ECLI:NL:GHARL:2023:7399

Gerechtshof Arnhem-Leeuwarden

Datum uitspraak
4 september 2023
Publicatiedatum
4 september 2023
Zaaknummer
200.329.937
Instantie
Gerechtshof Arnhem-Leeuwarden
Type
Uitspraak
Rechtsgebied
Civiel recht; Insolventierecht
Procedures
  • Hoger beroep
Vindplaatsen
  • Rechtspraak.nl
AI samenvatting door LexboostAutomatisch gegenereerd

Vernietiging faillietverklaring en afwijzing verzoek tot faillietverklaring na betalingsregelingen met schuldeisers

In deze zaak heeft het Gerechtshof Arnhem-Leeuwarden op 4 september 2023 uitspraak gedaan in hoger beroep tegen een vonnis van de rechtbank Midden-Nederland, locatie Utrecht, waarin [appellante] op 11 juli 2023 in staat van faillissement was verklaard op verzoek van Plan Toys Europe BVBA. Het hof heeft het vonnis van de rechtbank vernietigd en het verzoek tot faillietverklaring afgewezen.
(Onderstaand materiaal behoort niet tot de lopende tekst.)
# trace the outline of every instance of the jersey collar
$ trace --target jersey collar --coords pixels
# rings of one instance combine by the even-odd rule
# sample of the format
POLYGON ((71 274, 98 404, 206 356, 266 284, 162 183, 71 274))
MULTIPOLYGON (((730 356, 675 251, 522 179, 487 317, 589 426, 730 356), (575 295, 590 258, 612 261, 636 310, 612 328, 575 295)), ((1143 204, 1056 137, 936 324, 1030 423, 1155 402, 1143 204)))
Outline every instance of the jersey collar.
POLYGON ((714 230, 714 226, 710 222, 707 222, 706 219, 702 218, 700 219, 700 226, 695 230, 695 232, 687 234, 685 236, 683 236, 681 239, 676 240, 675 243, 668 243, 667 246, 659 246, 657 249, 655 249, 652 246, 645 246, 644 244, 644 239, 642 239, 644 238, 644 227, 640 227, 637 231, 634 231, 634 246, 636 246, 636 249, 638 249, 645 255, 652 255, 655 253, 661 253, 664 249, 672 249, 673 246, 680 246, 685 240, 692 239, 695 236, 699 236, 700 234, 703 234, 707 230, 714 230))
Het hof oordeelde dat niet voldoende was komen vast te staan dat [appellante] in de toestand verkeert dat zij heeft opgehouden te betalen. Het hof heeft vastgesteld dat [appellante] betalingsregelingen heeft getroffen met verschillende schuldeisers en dat zij in staat is om aan haar verplichtingen te voldoen. De curator heeft bevestigd dat de betalingsregelingen correct zijn en dat er voldoende inkomsten zijn om aan de betalingsverplichtingen te voldoen. Het hof heeft ook opgemerkt dat er een reële verwachting is dat een betalingsregeling met de Belastingdienst kan worden getroffen. Het hof heeft de faillissementskosten vastgesteld en deze ten laste van [appellante] gebracht, terwijl de proceskosten van het hoger beroep werden gecompenseerd. De beslissing van het hof houdt in dat [appellante] niet meer in de toestand verkeert van te hebben opgehouden te betalen, waardoor de faillietverklaring niet gerechtvaardigd is.

Uitspraak

GERECHTSHOF ARNHEM-LEEUWARDEN
locatie Arnhem
afdeling civiel recht
zaaknummer gerechtshof 200.329.937
zaaknummer rechtbank Midden-Nederland, locatie Utrecht, C/16/23/267 F
arrest van 4 september 2023
in de zaak van
[appellante](h.o.d.n. [naam1 ] )
die woont in [woonplaats1]
die hoger beroep heeft ingesteld
en bij de rechtbank optrad als verweerster
hierna: [appellante]
advocaat: mr. R.C. Steenhoek
tegen
de besloten vennootschap naar buitenlands recht
Plan Toys Europe BVBA,
die is gevestigd in Hamme (België)
en die bij de rechtbank optrad als verzoekster
hierna: Plan Toys
advocaat: mr. B.M. Breedijk

1.De procedure bij de rechtbank

De rechtbank Midden-Nederland, locatie Utrecht (hierna: de rechtbank), heeft bij vonnis van 11 juli 2023 [appellante] op verzoek van Plan Toys in staat van faillissement verklaard. Daarbij is mr. C.P.M. Kerkers aangesteld tot curator (hierna: de curator).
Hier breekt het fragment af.